Editing the New York World when it was one of the most influential of U.S. newspapers, Lippmann knew that a combination of British-American sea power was (and is) essential. "Nevertheless I was too weak-minded to take a stand against the exorbitant folly of the Washington Disarmament Conference." He praised that disaster as a triumph, denounced the admirals who dared to protest. "Of that episode in my life I am ashamed, all the more so because I had no excuse for not knowing better."

Source of Error. Confession is good for the soul of America, doubly so when it results in a useful book. Troubled, groping, weakened by many a long historical digression, U.S. Foreign Policy suggests that Pundit Lippmann is at a halfway point in the clarification of his views, has shed many an old illusion without quite working out a new position to replace them. The illusions were general.

They were once attributable to most, and are now the property of some, of the lead ers of the democratic countries. Their central source of error was the failure to see that an order of world power must be based on the realities of power. Through this half-blindness the democratic leaders groped after the mirages of modernity: Mirage 1. Believing that foreign policy's chief goal is peace, pacifists were responsible for helping to bring on the two great World Wars. "Until all the nation's rivals and potential enemies are irrevocably committed to the pacifist ideal, it is a form of criminal negligence to act as if they were already committed to it." Mirage 2. Disarmament "is applicable, if at all, only to Tibet, which has no for eign relations, cannot be invaded, is not worth conquering, and has no outlying commitments. . . ." Mirage 3. Isolationism never was and never can be; the Founding Fathers al ways maintained the British-American community of interest, more durable and more important than a practical alliance.

Jefferson's statement in 1802 that the U.S. should "marry ourselves to the British fleet" was unnecessary, the U.S. and Britain were kin. It was when the U.S. and Britain permitted outsiders to come between them that catastrophe attended both.

The ideal of collective security resulted in Wilson's attempt, through the League of Nations, to establish "a union of 50 juridically equal but otherwise unequal states, and not the evolution of a union from a nucleus of firmly allied strong states. ... If the League was a practical instrument, it contained an alliance, and all good and true men, including Wilson, were opposed to any idea of an alliance; if in fact the League outlawed alliances, and still sought to enforce peace, then it was an unlimited commitment supported by no clear means of fulfilling it."
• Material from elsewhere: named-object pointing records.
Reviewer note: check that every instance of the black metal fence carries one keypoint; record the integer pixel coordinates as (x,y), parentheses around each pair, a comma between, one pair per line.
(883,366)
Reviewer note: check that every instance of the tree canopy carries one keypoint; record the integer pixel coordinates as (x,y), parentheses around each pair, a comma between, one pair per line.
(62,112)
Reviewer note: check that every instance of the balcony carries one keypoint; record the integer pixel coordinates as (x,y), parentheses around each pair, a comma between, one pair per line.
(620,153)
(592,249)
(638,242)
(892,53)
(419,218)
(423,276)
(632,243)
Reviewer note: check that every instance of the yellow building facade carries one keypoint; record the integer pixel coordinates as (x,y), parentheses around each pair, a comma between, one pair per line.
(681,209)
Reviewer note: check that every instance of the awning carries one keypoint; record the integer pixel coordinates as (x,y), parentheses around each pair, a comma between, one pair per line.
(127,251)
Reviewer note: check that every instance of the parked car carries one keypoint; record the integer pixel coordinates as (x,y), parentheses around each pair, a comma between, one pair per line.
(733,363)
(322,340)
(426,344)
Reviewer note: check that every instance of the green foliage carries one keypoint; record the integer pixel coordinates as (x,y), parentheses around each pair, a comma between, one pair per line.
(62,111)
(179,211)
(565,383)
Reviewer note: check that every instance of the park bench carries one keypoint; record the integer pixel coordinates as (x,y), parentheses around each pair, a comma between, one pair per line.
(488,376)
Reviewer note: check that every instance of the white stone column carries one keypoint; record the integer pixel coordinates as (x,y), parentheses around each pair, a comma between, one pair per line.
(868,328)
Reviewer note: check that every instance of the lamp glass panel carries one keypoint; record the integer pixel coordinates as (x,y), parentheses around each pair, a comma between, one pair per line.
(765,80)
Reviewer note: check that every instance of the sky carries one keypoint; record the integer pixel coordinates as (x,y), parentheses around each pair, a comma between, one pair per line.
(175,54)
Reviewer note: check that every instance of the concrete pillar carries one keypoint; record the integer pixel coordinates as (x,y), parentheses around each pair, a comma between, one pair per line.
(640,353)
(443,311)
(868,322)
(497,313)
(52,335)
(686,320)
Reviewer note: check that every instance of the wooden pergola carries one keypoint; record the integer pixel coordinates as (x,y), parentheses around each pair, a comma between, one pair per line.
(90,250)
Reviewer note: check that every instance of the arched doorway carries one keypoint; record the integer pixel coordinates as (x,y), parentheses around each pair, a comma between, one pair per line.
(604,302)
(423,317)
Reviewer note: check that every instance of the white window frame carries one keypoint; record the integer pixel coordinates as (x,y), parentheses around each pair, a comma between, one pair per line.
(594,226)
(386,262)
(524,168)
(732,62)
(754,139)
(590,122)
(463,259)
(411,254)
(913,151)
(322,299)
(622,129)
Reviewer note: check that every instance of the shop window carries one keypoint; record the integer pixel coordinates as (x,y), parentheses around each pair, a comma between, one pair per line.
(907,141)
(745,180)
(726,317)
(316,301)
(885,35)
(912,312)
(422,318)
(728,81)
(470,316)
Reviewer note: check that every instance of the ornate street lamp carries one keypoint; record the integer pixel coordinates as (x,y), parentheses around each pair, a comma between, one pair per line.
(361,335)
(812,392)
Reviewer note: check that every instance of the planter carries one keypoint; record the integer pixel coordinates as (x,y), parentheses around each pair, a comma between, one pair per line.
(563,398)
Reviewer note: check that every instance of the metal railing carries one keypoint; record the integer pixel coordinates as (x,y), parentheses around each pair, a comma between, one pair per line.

Lippmann's conclusions are that an adoption of the pre-American system of European alliances of great nations is now essential; that "a nuclear alliance of Britain, Russia, America, and, if possible, China, cannot hold together if it does not operate within the limitations of an international order that preserves the national liberties of other peoples"; that these three or four great powers "will not remain united against the revival of German and Japanese military power" if they become postwar rivals in the domination of Europe or colonial countries; that nuclear alliances must be consolidated and perpetuated; that "the great powers must become the organizers of an order in which the other peoples find that their liberties are recognized by laws that the great powers respect and that all peoples are compelled to observe."

* Said Goebbels: We will "unchain volcanic passions . . . set masses of men on the march . . . organize hate and suspicion with ice-cold calculation."